Thursday, September 4, 2008

Books Can Change Your Life

I know this is a book review blog, but sometimes I need to deviate from just reviews. Sometimes, I need to say something else about books. I don't know if y'all come to read the reviews or the deviations, or both, but this is a deviation.

I'm a major nerd. In case you hadn't yet realized this, I really am. That said, books can change your life.

Any book. Not just the classics. As brilliant as Shakespeare, Wordsworth, Shelly (either Shelly), Dickinson, Bronte, Austen, Socrates, Ovid, and all the rest of those geniuses in the canon are, other authors can change your life too. Stephen King, Nora Roberts, James Patterson, Danielle Steele, James Frey, Judy Bloom, Dan Brown... they can change your life too.

King Lear changed my life. Made me realize that Shakespeare was meant to be acted, not read. Great Expectations was the novel that made me realize that I'm not all that into classics. I was in 7th or 8th grade when I read it. The Crucible was one of the first "classic" novels that I liked. I didn't read it until 11th grade (a rather good year for me, literature-wise). Come 12th, we were reading "modern classics from around the world," things like 1984, Things Fall Apart, The Little Prince, all of which I liked.

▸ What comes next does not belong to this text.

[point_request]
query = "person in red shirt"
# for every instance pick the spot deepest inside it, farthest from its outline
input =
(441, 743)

Stephen King's On Writing was the first book that made me realize that it was okay that I wasn't into deep literature. Any myriad of Nora Roberts books made me realize that I'm not always happy with the happy ending. Joshilyn Jackson's books taught me about love and sadness and how they can sometimes be so intermingled that it's hard to see the former for the latter. Judy Bloom's Summer Sisters taught me that not everything stays innocent. Dean Koontz taught me about love with Odd Thomas, and Orson Scott Card's Ender's Game taught me about the dangers of government.

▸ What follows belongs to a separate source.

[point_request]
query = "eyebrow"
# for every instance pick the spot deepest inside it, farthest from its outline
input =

To Kill A Mockingbird taught me about injustice and separation. Charles Martin teaches about acceptance. Laurie Anderson taught me about the importance of speech, while Ellen Hopkins taught me the dangers of seduction.

I'm not saying I learn something, either about the world as a whole or myself in specific, every time I read something. Not even the second or third time I read something. Sometimes, I just learn that I really do like serial killer novels.

But once in a while, a book comes along that rocks my world. Makes me sit and think and stare into the distance until I figure out just what it is that sits with me.

Any books that did that for you? Feel free to leave a long list... I'm always looking for new things to read.

It could be anything. I like (some) classics, along with (some) modern stuff.

Oh, and I'm finally coming to terms with the fact that just because I don't love classic literature doesn't mean I was a bad English major. Some of us just aren't suited to long passages about slicing bread.